Le périmètre de sécurité de l’entreprise ne se situe plus à la périphérie du réseau. Il s'étend maintenant à chaque agent, chaque identité machine et chaque artefact de données produit par des systèmes d’IA autonomes. Combler cet écart de cyber-résilience nécessite de nouvelles capacités techniques que la plupart des organisations n’ont pas encore développées, telles que les inventaires d’agents, la gouvernance des identités machines, la traçabilité des données d’IA et des plans d’intervention adaptés aux scénarios en cascade plutôt qu’aux brèches à point d’entrée.

Chez HCLTech, nous avons des capacités complémentaires pour relever ce défi. HCLTech AI Factory offre une base gouvernée pour les opérations d’IA agentique – avec une orchestration d’agents intégrée, l’observabilité des modèles et des contrôles de gouvernance qui définissent les limites de supervision humaine au niveau de l’infrastructure. Elle propose également des exercices de Red Teaming, qui permettent la simulation d’engagements adverses afin d’évaluer comment les agents utiliseront leurs outils.

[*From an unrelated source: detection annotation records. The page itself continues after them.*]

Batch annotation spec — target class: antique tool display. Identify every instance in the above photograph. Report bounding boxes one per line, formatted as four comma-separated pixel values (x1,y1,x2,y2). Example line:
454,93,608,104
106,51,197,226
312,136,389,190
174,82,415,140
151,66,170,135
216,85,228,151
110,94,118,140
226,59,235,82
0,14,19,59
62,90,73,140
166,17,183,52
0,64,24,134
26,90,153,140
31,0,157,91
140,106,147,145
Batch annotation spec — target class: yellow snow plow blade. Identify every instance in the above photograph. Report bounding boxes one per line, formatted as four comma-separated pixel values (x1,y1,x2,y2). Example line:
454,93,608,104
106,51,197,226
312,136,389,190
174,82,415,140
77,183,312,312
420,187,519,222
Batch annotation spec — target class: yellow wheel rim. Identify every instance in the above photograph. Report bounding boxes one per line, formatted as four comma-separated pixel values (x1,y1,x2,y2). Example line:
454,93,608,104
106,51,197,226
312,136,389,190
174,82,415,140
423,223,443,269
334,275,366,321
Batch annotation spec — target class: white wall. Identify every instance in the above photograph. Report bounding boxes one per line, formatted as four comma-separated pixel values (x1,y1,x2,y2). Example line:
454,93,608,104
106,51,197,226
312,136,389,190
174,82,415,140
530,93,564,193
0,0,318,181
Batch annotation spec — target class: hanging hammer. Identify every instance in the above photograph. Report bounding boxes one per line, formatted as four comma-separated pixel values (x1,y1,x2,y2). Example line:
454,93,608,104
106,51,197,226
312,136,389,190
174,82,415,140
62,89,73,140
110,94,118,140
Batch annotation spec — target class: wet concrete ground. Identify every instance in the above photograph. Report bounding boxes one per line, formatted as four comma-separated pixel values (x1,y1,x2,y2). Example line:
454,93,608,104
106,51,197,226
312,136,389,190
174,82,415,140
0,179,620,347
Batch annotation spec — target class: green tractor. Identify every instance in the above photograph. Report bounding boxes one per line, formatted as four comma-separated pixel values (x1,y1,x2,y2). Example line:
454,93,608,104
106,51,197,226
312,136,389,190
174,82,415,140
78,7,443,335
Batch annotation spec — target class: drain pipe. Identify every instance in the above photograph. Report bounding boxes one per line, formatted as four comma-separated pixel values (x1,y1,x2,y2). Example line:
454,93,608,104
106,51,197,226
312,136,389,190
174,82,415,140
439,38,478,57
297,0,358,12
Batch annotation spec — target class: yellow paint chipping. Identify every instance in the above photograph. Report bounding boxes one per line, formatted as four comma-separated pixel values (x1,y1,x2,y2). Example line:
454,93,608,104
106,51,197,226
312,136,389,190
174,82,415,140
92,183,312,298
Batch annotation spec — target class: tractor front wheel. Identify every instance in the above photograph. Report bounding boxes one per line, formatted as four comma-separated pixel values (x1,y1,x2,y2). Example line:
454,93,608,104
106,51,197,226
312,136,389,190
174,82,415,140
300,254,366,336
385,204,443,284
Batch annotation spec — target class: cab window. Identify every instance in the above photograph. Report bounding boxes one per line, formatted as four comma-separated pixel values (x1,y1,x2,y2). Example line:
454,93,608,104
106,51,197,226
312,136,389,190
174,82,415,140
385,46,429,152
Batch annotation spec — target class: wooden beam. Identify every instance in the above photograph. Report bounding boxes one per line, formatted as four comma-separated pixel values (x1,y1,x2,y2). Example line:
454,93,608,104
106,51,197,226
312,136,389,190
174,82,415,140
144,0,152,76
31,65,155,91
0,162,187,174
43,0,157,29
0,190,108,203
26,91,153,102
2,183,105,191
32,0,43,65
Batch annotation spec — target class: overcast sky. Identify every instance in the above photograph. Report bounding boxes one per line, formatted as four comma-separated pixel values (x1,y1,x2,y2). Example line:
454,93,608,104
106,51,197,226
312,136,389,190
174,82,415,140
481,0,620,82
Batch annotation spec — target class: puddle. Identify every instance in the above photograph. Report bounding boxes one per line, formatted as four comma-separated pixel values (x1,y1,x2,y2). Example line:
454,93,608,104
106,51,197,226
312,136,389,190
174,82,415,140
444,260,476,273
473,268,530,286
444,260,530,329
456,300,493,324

VisualizeNXT étend la capacité d’AI Factory à la couche données en identifiant les données dormantes et sensibles dispersées dans des environnements de stockage non structurés. Cela inclut les données générées par les agents d’IA qui se retrouvent dans le stockage de fichiers et les espaces de travail collaboratifs hors du périmètre de la gouvernance. Ensemble, ils gèrent ce que les agents font et protègent ce que les agents créent.

Le déploiement d’agents d’IA sans aucun mécanisme de contrôle n’est pas un accélérateur; c’est une forme de dette technique différée enveloppée d’un enjeu de sécurité. Les organisations qui déploient des agents d’IA tout en mettant en place un mécanisme de contrôle auront un avantage concurrentiel sur celles qui instaurent des contrôles de façon réactive après un incident.